Все затаили дыхание. Далеко вдали часы на башне ратуши отсчитали шесть. Праздник заканчивался. Вместе с боем часов, подчиняясь ритму ударов, гости затянули песни, которым было четыре сотни лет и которых Тимоти не знал. Взявшись за руки и медленно кружа, пели они, а где-то в холодной дали утра колокол городских часов загудел последний раз и умолк.
Тимоти пел. Он не знал ни слов, ни мелодии, но слова и мелодия приходили сами собой, и получались хорошо. Он посмотрел на закрытую дверь, там наверху.
«Спасибо, Сеси, — прошептал он, — я больше не сержусь на тебя. Спасибо».
После этого он расслабился и позволил словам свободно литься из его уст голосом Сеси.
Все начали прощаться, и поднялся невообразимый шум. Мать и отец стояли в дверях и обменивались рукопожатиями и поцелуями с каждым отбывающим родственником. В проёме распахнутых дверей видно было, что небо на востоке уже окрасилось. В дом залетал холодный ветер. Тимоти почувствовал, что его подхватили и впихивают по очереди в одно тело за другим. Вот он вместе с Сеси вошёл в дядюшку Фрая и глядел на мир его глазами, а вот он уже огромными прыжками несётся поверх опавших листьев, по пробуждающимся холмам…

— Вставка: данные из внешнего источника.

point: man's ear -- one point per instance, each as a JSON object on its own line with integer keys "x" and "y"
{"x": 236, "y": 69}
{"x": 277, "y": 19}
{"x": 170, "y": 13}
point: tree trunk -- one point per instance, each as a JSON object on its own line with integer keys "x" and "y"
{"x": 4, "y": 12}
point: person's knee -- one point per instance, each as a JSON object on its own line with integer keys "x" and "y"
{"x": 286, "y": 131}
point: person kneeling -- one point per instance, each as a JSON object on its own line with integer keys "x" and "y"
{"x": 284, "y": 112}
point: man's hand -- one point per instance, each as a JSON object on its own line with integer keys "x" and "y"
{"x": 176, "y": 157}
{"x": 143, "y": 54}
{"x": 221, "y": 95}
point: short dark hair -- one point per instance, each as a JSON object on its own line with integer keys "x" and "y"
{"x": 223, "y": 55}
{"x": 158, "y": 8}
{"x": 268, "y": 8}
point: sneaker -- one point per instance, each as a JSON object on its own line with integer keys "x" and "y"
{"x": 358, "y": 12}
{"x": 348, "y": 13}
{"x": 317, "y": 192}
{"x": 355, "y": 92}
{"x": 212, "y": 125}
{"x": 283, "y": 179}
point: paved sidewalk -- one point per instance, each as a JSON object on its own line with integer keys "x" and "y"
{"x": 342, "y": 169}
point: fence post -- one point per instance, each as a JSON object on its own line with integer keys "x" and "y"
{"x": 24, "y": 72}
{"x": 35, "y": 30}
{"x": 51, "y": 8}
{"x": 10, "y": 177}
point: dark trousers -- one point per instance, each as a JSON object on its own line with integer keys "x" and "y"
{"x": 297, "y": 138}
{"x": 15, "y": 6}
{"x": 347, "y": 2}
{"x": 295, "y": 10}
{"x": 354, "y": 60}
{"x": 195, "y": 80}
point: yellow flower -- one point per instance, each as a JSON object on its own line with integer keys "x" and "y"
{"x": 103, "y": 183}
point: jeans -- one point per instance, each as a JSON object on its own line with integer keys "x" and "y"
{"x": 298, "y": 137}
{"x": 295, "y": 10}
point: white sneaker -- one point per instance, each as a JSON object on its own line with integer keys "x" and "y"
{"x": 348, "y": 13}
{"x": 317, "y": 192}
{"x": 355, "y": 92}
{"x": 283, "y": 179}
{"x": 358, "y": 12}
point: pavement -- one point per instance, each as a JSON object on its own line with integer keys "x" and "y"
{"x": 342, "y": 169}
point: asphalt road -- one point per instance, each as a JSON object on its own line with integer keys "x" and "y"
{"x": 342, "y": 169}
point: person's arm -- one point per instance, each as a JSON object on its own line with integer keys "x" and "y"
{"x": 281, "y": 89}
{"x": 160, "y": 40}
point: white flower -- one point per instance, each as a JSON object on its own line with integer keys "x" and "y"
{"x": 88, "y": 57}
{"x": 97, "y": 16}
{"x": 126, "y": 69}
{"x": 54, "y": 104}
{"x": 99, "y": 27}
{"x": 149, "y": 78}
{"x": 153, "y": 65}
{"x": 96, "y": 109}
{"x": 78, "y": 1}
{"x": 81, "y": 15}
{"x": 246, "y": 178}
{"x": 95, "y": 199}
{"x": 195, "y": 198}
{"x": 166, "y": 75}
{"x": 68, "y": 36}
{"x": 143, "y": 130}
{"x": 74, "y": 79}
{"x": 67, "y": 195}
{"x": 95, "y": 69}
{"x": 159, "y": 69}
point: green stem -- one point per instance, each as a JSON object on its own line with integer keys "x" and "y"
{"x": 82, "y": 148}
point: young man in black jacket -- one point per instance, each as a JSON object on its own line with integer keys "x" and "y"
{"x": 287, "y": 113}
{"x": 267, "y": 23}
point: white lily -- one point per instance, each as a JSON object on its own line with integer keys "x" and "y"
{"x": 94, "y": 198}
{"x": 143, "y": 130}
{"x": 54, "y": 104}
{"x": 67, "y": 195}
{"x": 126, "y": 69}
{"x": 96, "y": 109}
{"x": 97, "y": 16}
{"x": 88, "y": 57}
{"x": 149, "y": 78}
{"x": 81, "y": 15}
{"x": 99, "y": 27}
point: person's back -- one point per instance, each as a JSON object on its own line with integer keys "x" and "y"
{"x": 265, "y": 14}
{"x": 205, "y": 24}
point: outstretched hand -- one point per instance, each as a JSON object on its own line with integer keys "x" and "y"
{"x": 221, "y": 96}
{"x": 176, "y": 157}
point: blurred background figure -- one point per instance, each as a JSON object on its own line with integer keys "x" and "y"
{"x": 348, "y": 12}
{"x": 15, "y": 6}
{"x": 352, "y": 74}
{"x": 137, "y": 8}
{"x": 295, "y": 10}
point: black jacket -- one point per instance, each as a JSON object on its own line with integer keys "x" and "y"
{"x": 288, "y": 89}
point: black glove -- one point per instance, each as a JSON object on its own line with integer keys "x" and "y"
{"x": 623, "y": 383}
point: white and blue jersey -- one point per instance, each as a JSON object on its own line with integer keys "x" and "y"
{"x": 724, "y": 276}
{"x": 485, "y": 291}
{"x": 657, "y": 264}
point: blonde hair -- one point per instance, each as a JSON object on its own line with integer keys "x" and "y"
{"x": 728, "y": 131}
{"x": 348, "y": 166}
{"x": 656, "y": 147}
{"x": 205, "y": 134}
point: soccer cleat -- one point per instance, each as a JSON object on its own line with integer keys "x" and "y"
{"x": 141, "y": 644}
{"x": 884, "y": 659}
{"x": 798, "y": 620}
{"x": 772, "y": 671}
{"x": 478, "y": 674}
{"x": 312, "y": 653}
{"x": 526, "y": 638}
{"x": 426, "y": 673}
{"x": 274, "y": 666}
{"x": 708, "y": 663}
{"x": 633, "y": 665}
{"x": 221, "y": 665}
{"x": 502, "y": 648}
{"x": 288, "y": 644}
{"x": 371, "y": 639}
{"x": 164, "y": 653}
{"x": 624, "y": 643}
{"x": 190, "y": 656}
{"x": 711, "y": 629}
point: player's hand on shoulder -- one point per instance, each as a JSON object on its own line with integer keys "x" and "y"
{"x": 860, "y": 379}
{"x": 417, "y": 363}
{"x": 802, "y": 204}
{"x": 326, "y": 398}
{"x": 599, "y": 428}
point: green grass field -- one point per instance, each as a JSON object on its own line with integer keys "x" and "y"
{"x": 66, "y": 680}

А затем он бежал вприпрыжку по грязной тропе, чувствуя, как горят его красные глаза, и утренний иней оседал на его пушистом хвосте, и эго он был в кузене Уильяме, и он, задыхаясь, промчался через пустошь и исчез вдали…
Как камешек во рту дядюшки Эйнара, летал он в заполняющем небо шелковистом громе крыльев. А потом, наконец, вернулся назад в своё собственное тело.
В красках разгорающейся зари последние несколько гостей ещё обнимались и вытирали слёзы, вздыхая о том, что мир становится местом всё меньше и меньше приспособленным для жизни таких, как они. Были времена, когда они встречались каждый год, а сейчас не собирались все вместе целыми десятилетиями. «Не забывайте, — кричал кто-то, — следующая встреча в Салеме, в 1970-м!»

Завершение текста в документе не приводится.